Correct, bronchoconstriction is what I want to relieve immediately. We're also going to address
the inflammation but the biggest bang for my back is dealing with that bronchoconstriction and
like a short-acting beta-2-adrenergic agonist or an anticholinergic. So for inflammation, we're
going to use an anti-inflammatory; for bronchoconstriction, we're going to use a bronchodilator.
07:39
Remember the beta-2 agonist are ones that cause bronchodilation, the anticholinergics block
bronchoconstriction and that mucus. So there are 2 different types of mechanisms, but they
give us the same result. One causes bronchodilation, one blocks bronchoconstriction. Now
NIH, the National Institute of Health, these are their goals for asthma treatment.
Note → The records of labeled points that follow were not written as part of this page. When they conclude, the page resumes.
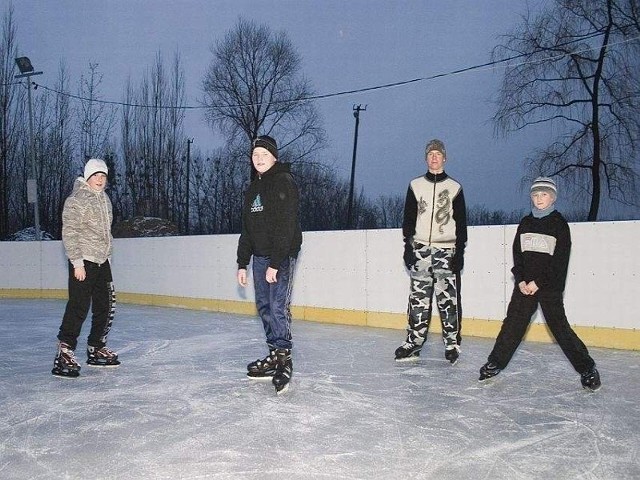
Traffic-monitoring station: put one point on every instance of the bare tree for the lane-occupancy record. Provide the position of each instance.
(55, 151)
(153, 143)
(577, 68)
(254, 87)
(96, 119)
(11, 128)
Now I wanted
you to know this because it's really important as a professional that you're aware of the
standards that we have. So National Institute of Health is pretty standardized. Number 1, we
want to reduce impairment. Yeah, that's a good goal for anything. We want to minimize how
often the frequency and how intense the symptoms and functional limitations are for the
patient that they're experiencing because of asthma. So in real people language, we want to
help them feel better, lead more active life. So we want to have fewer asthma attacks and
when they do have an asthma attack I don't want them to be as intense. That's goal number 1
in just common language. Now I also want to reduce the risk or the likelihood of future asthma
attacks. I don't want their lung function to keep getting worse and worse and worse particularly
in our children because we don't want to reduce their lung growth, we want those lungs to
grow healthy and we want to minimize medication side effects. So, reducing risk or increasing
quality of life or reducing risk for further damage to their lungs from asthma attacks and a
progressive decline in lung function. So those are 2 very important goals.